Based on these findings, we view the OFC region, a major part of the social brain, as likely involved in many neuropsychiatric disorders, including, in particular, schizophrenia, affective psychosis, obsessive–compulsive disorder, dementia and a broad range of addiction. The OFC sulcogyral pattern classification could be investigated as a common modulator in social functioning in these different clinical entities.
We note a few limitations in our interpretation of the present results. First, the three categorical sulcogyral patterns were observed across both controls and patients, and we did not include a non-schizophrenic psychosis group to determine the specificity of the findings to schizophrenia. Thus the altered sulcogyral pattern distribution should be regarded as a susceptibility to schizophrenia, but not necessarily as a specific marker for schizophrenia. Second, Type III expression was associated with poorer social functioning in the patient group but not in the control group, suggesting a disease-specific association. We caution, however, that the sample size of controls having Type III is small due to its low expression rate and there is some missing data for the clinical/cognitive measures, thereby inflating the risk of false negatives. For these reasons, we think we should be cautious in concluding group specificity of the poor social functioning–Type III association. Third, interrater reliability of 0.84 for the sulcogyral pattern classification is high, though not a perfect association, thus suggesting perhaps some uncertainty in the classification. In reviewing each case, we note that out of the 50 hemispheres (25 cases), six hemispheres showed a discrepancy between the two raters.
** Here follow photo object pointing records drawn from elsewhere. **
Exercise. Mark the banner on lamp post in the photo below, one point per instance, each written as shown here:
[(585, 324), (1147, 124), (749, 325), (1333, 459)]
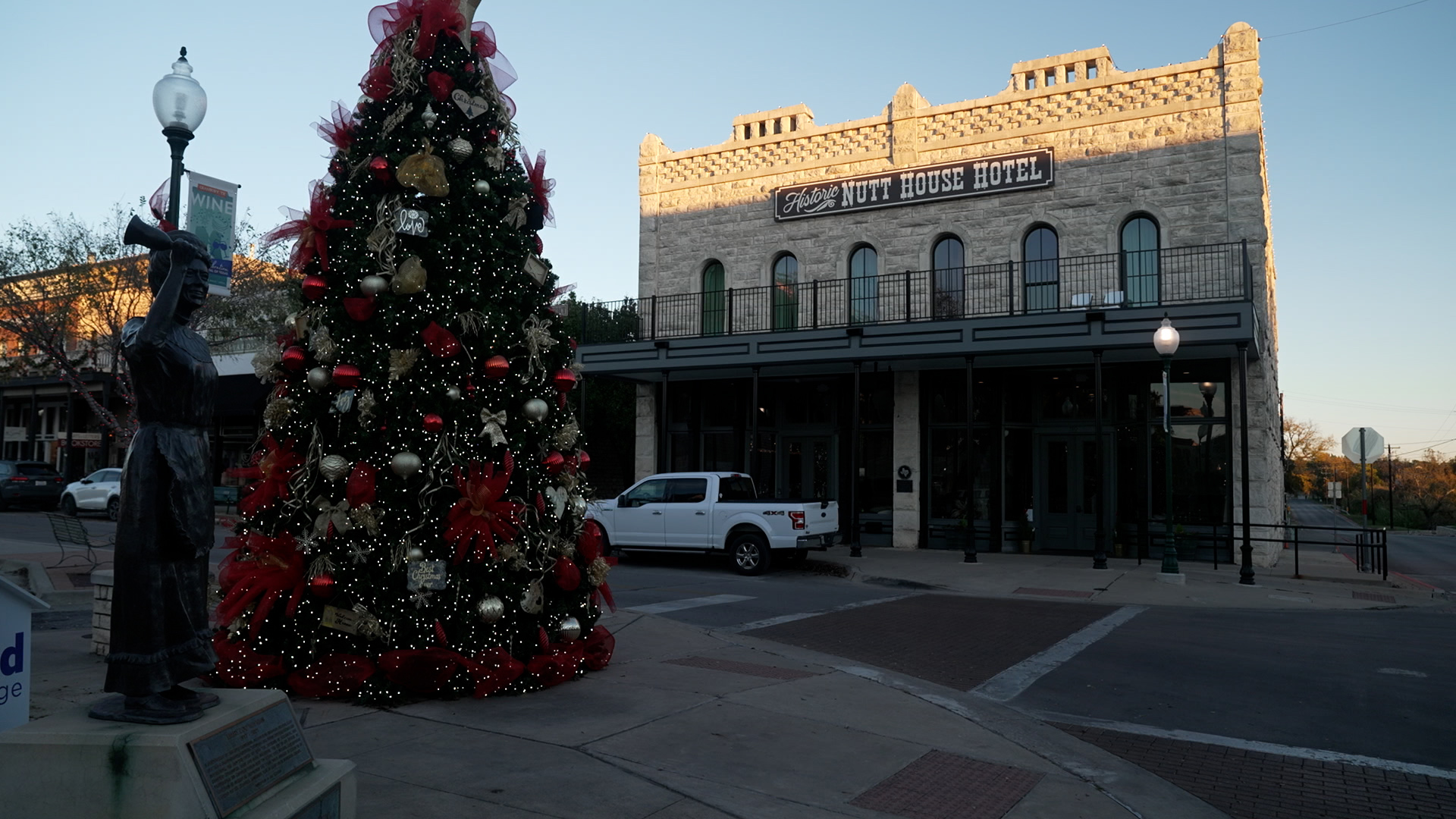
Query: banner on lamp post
[(212, 216)]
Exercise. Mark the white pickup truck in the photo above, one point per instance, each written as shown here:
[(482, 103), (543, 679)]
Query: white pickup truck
[(714, 512)]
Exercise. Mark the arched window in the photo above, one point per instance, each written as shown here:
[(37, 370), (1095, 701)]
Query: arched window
[(785, 292), (948, 264), (1139, 245), (864, 286), (715, 305), (1040, 268)]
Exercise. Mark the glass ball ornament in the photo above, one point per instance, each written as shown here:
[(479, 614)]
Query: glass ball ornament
[(405, 464), (334, 466), (319, 379), (570, 630), (490, 610), (535, 410), (373, 284)]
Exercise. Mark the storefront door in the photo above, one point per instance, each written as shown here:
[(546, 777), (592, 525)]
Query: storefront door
[(808, 466), (1068, 497)]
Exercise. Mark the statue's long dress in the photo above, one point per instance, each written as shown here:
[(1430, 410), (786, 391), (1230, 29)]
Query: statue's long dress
[(159, 621)]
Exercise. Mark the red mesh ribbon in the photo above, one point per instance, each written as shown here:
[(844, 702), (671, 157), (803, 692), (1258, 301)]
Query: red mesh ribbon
[(270, 569), (541, 186), (273, 474), (360, 488), (427, 670), (159, 206), (481, 516), (337, 675), (599, 643), (310, 229), (338, 129), (240, 667)]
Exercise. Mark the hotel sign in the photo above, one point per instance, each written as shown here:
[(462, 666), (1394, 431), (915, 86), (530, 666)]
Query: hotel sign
[(932, 184)]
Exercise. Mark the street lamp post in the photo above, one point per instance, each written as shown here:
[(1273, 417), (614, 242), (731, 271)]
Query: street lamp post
[(1165, 341), (180, 104)]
More specifically, three out of the six discrepancies were disagreements between Types I and II, and the other three were disagreements between Types I and III. In these controversial hemispheres, the sulcus was disrupted in a few consecutive axial slices and it was connected in a few consecutive axial slices, which made judgement different between the raters. We point out, however, that all of the measures were done by one person (M.N.), and the interrater reliability measures did not change the original determination of Type I, II or III expression. We note that better spatial resolution of MRI data might reduce this kind of ambiguous pattern.
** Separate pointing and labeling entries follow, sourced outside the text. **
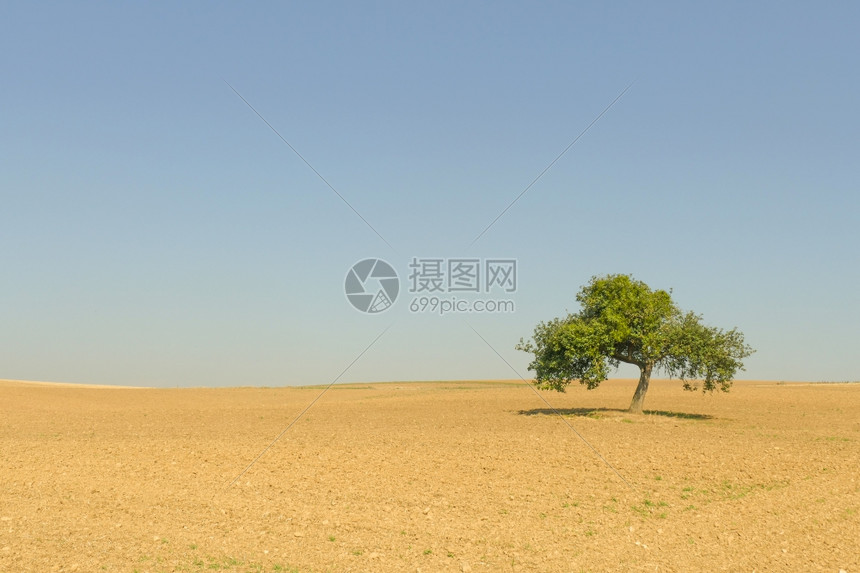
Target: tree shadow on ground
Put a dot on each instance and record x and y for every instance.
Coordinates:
(598, 413)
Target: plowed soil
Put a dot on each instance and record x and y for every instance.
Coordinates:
(468, 476)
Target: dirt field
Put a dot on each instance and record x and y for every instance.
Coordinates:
(429, 477)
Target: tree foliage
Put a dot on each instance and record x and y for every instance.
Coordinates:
(623, 320)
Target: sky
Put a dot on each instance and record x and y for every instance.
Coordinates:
(155, 230)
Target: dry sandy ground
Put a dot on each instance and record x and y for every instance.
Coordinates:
(429, 477)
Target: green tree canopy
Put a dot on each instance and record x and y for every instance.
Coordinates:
(623, 320)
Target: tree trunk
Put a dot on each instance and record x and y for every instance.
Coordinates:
(641, 389)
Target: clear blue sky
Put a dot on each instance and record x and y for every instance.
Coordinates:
(154, 231)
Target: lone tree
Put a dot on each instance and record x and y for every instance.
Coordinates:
(623, 320)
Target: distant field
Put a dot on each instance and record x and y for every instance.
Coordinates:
(443, 476)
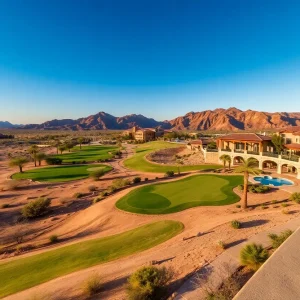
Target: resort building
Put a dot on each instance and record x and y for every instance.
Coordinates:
(259, 147)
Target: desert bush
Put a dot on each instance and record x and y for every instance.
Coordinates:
(53, 238)
(295, 197)
(97, 174)
(148, 283)
(235, 224)
(136, 179)
(53, 160)
(253, 256)
(36, 208)
(169, 174)
(278, 239)
(92, 188)
(92, 285)
(221, 244)
(78, 195)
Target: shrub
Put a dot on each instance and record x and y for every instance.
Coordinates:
(97, 174)
(53, 160)
(92, 285)
(221, 244)
(36, 208)
(148, 283)
(78, 195)
(169, 174)
(295, 197)
(253, 256)
(136, 179)
(278, 239)
(235, 224)
(92, 188)
(97, 199)
(53, 238)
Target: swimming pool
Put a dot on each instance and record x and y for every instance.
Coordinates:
(269, 180)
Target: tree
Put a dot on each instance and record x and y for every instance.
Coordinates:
(18, 162)
(40, 156)
(278, 142)
(225, 158)
(248, 167)
(253, 256)
(62, 148)
(33, 150)
(80, 141)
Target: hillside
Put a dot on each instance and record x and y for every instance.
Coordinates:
(218, 119)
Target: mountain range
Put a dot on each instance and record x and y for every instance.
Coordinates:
(220, 119)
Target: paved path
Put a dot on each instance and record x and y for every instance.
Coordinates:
(228, 262)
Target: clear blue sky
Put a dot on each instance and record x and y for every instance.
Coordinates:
(73, 58)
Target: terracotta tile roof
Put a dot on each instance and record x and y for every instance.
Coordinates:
(245, 137)
(293, 146)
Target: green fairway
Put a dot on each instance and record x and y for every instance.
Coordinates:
(139, 163)
(27, 272)
(170, 197)
(87, 153)
(60, 173)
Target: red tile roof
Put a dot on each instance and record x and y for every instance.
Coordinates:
(293, 146)
(245, 137)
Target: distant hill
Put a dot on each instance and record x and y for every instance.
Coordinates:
(219, 120)
(5, 124)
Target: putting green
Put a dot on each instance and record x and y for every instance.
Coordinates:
(24, 273)
(170, 197)
(138, 161)
(59, 173)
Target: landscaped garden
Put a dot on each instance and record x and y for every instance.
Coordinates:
(88, 154)
(138, 161)
(61, 173)
(27, 272)
(170, 197)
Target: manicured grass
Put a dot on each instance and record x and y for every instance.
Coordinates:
(60, 173)
(170, 197)
(87, 153)
(139, 163)
(27, 272)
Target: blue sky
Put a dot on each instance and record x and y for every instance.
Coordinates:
(73, 58)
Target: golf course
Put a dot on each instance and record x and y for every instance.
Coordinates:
(170, 197)
(23, 273)
(138, 161)
(60, 173)
(87, 153)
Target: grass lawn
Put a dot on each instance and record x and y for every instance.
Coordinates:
(87, 153)
(170, 197)
(60, 173)
(27, 272)
(139, 163)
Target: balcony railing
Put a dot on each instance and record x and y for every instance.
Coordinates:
(270, 154)
(226, 150)
(253, 152)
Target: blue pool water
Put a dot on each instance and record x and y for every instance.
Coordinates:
(266, 180)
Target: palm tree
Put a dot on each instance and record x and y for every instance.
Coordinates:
(40, 156)
(80, 141)
(248, 167)
(253, 256)
(225, 158)
(18, 162)
(33, 150)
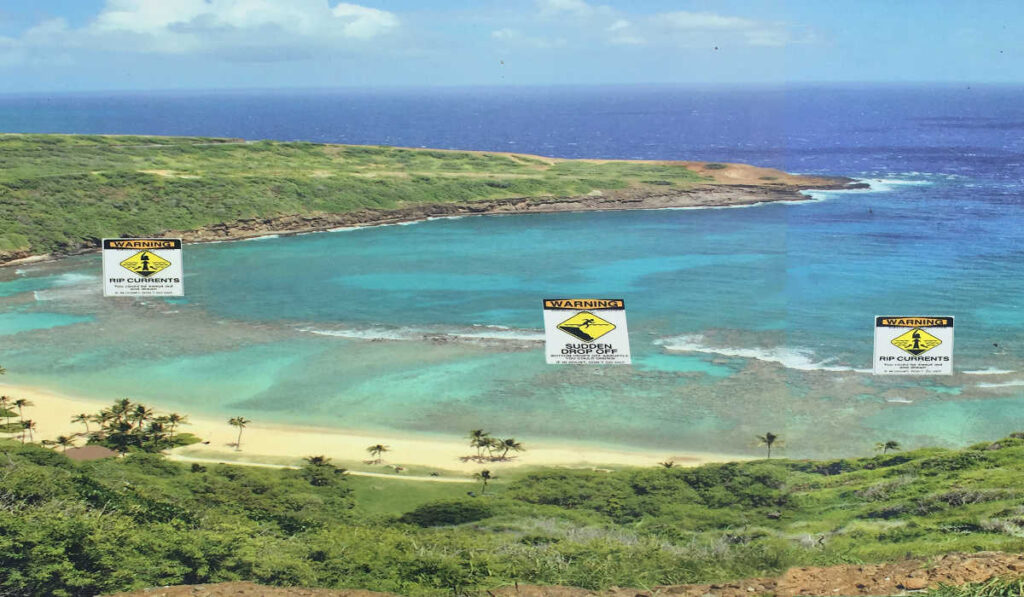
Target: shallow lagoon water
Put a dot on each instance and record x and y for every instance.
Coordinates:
(741, 321)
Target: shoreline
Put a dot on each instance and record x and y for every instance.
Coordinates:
(735, 185)
(276, 444)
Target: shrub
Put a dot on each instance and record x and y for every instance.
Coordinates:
(449, 513)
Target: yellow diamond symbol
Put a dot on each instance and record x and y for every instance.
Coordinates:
(915, 341)
(145, 263)
(586, 326)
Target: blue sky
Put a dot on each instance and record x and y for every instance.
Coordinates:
(75, 45)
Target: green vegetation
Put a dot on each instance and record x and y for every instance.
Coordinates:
(498, 449)
(60, 193)
(993, 588)
(241, 423)
(83, 528)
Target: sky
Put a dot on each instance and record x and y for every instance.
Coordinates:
(93, 45)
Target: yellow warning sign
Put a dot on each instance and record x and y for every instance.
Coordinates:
(586, 326)
(915, 341)
(144, 263)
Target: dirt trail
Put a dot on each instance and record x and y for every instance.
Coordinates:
(901, 578)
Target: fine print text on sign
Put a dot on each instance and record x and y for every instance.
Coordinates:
(586, 332)
(913, 345)
(142, 267)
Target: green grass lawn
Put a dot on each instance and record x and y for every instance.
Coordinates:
(81, 528)
(60, 193)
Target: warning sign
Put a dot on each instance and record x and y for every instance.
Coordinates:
(586, 332)
(142, 267)
(145, 263)
(913, 345)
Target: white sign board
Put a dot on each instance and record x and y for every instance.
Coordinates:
(586, 332)
(913, 345)
(142, 267)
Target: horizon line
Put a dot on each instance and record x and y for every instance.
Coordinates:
(454, 87)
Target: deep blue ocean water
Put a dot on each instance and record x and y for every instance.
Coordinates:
(741, 320)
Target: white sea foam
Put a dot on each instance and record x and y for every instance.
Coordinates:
(989, 371)
(798, 358)
(372, 334)
(1005, 384)
(69, 285)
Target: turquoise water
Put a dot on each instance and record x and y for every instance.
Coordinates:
(741, 321)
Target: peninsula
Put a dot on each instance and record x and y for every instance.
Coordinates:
(59, 195)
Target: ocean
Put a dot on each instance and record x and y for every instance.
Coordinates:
(742, 321)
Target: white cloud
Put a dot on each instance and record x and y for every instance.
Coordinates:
(553, 7)
(619, 25)
(510, 36)
(238, 30)
(704, 22)
(365, 23)
(693, 29)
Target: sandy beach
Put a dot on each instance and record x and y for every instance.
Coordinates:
(283, 444)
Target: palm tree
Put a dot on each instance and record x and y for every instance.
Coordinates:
(484, 476)
(174, 420)
(317, 460)
(65, 441)
(141, 414)
(512, 444)
(20, 403)
(241, 423)
(121, 409)
(478, 438)
(82, 418)
(377, 450)
(27, 428)
(768, 439)
(5, 404)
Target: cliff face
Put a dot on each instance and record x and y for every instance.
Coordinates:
(697, 197)
(215, 189)
(881, 580)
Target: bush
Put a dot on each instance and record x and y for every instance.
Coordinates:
(449, 513)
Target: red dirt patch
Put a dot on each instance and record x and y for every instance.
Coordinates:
(891, 579)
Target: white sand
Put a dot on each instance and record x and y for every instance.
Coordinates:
(269, 443)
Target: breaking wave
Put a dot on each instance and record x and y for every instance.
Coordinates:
(989, 371)
(477, 334)
(798, 358)
(1004, 384)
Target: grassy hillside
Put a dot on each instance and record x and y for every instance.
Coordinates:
(69, 528)
(58, 193)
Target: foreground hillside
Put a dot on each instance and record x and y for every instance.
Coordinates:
(83, 528)
(59, 194)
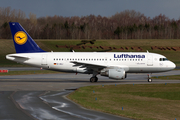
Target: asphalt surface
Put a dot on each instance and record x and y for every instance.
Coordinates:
(42, 97)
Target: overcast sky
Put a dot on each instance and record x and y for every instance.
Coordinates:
(42, 8)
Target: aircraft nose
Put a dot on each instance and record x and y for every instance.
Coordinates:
(173, 66)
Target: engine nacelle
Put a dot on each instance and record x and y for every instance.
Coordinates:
(114, 73)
In conclusion, the present study revealed that the orbitofrontal sulcogyral pattern was altered in schizophrenic population, where the most frequently expressed Type I was decreased, and the least frequently expressed Type III was increased in the schizophrenia group, with a lack of normal asymmetrical distribution of the sulcogyral pattern. Furthermore, within the schizophrenia group, Type III expression was associated with poorer socioeconomic status, poorer cognitive function, more severe clinical symptoms (including increased apathy) and impulsivity as reflected in aggressive and reckless personality traits. In contrast, the Type I expression was associated with better cognitive function and milder clinical symptoms. The former was similar to findings in the healthy control group, where the Type I expression was associated with better cognitive function. These findings, taken together, suggest that the orbitofrontal sulcogyral pattern could be used as a morphometric trait marker in the fields of brain research and also clinical neuropsychiatry, and, that for a subset of patients with schizophrenia, Type III expression might also serve as a predictive marker for poorer social ability.